Whole Genome or Whole Exome Tumor-only Variant Calling Pipeline

Alignment of DNA seq data from samples without a matched donor, followed by variant calling : mutations (snps/indels) and copy number variation.

Germline Variant Calling Pipeline

Alignment, and genome-wide germline variant calling with GATK Haplotype Caller

Whole Transcriptome, Immune Analysis Pipeline

Analysis through a variety of Immune Analysis tools

Targeted Sequencing Panels Variant Calling Pipeline

Targeted Sequencing Libraries, with UMI incorporation are aligned then partitioned, collapsed and error corrected with Consensus Cruncher prior to calling mutations in single-sample mode.

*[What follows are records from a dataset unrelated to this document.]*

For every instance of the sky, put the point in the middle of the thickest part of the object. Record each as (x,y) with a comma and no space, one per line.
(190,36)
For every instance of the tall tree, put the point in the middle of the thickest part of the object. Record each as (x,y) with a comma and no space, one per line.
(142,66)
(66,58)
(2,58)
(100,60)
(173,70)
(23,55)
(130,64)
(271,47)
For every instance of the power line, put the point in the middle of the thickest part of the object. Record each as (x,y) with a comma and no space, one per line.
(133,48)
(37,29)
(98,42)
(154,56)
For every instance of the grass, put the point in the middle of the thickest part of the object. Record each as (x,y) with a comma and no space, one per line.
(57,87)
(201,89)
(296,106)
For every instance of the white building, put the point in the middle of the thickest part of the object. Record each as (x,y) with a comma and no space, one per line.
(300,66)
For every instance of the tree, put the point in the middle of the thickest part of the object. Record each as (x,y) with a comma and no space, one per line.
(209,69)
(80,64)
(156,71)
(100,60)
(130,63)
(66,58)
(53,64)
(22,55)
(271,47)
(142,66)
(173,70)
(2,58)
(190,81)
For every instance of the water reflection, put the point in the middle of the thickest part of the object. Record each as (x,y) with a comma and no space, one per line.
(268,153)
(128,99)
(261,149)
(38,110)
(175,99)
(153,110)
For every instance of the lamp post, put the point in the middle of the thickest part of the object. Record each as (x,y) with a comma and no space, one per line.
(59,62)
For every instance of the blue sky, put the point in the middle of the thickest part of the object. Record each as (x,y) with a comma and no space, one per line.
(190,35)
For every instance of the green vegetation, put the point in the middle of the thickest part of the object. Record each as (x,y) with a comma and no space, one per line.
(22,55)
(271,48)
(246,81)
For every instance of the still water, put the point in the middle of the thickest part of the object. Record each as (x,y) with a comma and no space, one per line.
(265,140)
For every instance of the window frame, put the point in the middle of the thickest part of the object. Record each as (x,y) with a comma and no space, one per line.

UMI-Extraction, Alignment and Collapse Pipeline

Available for our Targeted-sequencing and cfMeDIP libraries, both of which contain unique molecular identifiers

Shallow Whole Genome Analysis Pipeline

Shallow whole genome copy number calling.

Analysis Procedures

Analysis procedures are predefined protocols that can be configured to take in data produced by our pipelines, or provided to us. These generally involve running analysis across a set of samples and may have considerations for experimental design.

Differential Expression Analysis Protocol

Analysis of whole transcriptome expression calls to determine differences between experimental groups

Geneset Enrichment Analysis

Analysis of whole transcriptome expression calls to determine if pre-defined sets of genes show statistically significant enrichment between two groups

Germline Joint Genotyping

Cross-sample joint genotyping of germline genome wide variant calls, followed by quality score recalibration.